Legendäre Modedesigner:Dafür stehe ich mit meinem Namen

Lesezeit: 6 min

Was haben Vivienne Westwood, Jil Sander, Calvin Klein und Giorgio Armani gemeinsam? Sie sind gleichzeitig Designer und ihre eigene Marke. Eine Würdigung dieser aussterbenden Art.

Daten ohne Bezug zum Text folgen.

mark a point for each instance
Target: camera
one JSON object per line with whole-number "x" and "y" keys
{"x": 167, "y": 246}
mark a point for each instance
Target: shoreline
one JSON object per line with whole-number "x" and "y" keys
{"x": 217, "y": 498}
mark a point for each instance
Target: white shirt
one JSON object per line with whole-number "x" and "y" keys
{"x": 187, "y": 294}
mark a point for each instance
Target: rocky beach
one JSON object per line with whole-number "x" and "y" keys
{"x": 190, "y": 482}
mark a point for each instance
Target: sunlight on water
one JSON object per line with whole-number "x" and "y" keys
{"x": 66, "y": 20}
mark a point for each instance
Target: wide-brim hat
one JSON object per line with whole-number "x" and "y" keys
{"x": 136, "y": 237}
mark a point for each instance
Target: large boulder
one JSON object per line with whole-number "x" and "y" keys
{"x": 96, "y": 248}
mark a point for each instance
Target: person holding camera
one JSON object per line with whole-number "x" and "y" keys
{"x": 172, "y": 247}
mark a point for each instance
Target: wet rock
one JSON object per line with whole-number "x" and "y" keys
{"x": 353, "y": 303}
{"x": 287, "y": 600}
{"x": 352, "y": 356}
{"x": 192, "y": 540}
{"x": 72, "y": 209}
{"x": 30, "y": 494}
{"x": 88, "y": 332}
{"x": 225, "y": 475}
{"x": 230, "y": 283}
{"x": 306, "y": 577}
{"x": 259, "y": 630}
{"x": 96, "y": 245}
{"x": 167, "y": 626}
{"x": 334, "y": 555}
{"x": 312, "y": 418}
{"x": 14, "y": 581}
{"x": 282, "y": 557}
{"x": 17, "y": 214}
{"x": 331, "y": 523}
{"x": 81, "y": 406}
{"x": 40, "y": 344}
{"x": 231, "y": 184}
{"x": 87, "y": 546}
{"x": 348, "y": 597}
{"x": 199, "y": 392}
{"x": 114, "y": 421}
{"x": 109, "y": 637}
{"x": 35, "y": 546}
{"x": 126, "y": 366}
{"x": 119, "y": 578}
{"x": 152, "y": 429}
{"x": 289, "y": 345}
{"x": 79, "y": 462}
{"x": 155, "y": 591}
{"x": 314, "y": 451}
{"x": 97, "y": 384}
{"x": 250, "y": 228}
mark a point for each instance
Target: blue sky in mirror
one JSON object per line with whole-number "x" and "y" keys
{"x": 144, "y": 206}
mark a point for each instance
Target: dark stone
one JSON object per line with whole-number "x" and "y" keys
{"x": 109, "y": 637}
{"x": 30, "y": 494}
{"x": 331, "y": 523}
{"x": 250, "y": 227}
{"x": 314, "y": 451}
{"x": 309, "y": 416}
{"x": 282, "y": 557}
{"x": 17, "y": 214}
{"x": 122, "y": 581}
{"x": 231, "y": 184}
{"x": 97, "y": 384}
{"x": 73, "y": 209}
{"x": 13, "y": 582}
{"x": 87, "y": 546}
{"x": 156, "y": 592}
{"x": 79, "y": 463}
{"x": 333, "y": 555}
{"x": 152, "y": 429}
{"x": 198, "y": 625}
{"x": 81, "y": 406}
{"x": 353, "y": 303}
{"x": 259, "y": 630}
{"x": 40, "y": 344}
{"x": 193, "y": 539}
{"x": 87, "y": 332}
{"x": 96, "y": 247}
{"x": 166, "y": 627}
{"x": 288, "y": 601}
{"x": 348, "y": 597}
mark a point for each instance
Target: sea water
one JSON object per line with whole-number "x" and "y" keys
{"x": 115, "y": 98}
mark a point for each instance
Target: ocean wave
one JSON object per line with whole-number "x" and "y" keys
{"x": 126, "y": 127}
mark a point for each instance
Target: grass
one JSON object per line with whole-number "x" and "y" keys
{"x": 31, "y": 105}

Von Anne Goebel und Silke Wichert

Ewig, edel, schlicht: Giorgio Armani

Zeitlos? Klar ist Giorgio Armani zeitlos, der Designer sieht schließlich Jahr um Jahr vollkommen unverändert aus, nämlich blendend. Schlank, gebräunt, die eisblauen Augen, das Haar so weiß wie die Sneakers - wie auch immer der 86-Jährige das hinbekommt, er ist ein Monument seiner selbst. Und in Italien, das muss man nicht dazusagen, ein Heiliger. Oder besser gesagt "re Giorgio", König Giorgio. Was seine Mode betrifft: Warum etwas umkrempeln, das läuft wie am Schnürchen? Seit der Mann mit dem abgebrochenen Medizinstudium 1980 als Newcomer spektakulär die ganz große Modebühne betrat mit den hypermaskulinen Looks für Richard Gere in "American Gigolo", spielt Armani virtuos sein Mantra durch: Schlicht. Edel. Und: Die Linienführung macht's! Nur wenige beherrschen die Kunst der perfekten Silhouette wie er. Armani verkleidet Frauen und Männer nicht, sondern lässt sie zur Geltung kommen. Dazu braucht er keine modischen Ablenkungen wie Zierrat, Signalfarben, bunte Muster, dafür aber: starke Charaktere. Nicht ohne Grund ist eine androgyne Powerfrau wie Cate Blanchett seinem Haus treu verbunden, in früherer Zeit hätte er wahrscheinlich Katharine Hepburn oder Lauren Bacall eingekleidet. Sein Imperium umfasst mehrere Modelinien, dazu Hotels, Restaurants, Möbel. Nachfolge? Darüber wird immer mal wieder spekuliert. Aber wie es aussieht, sitzt der König fest auf dem Thron.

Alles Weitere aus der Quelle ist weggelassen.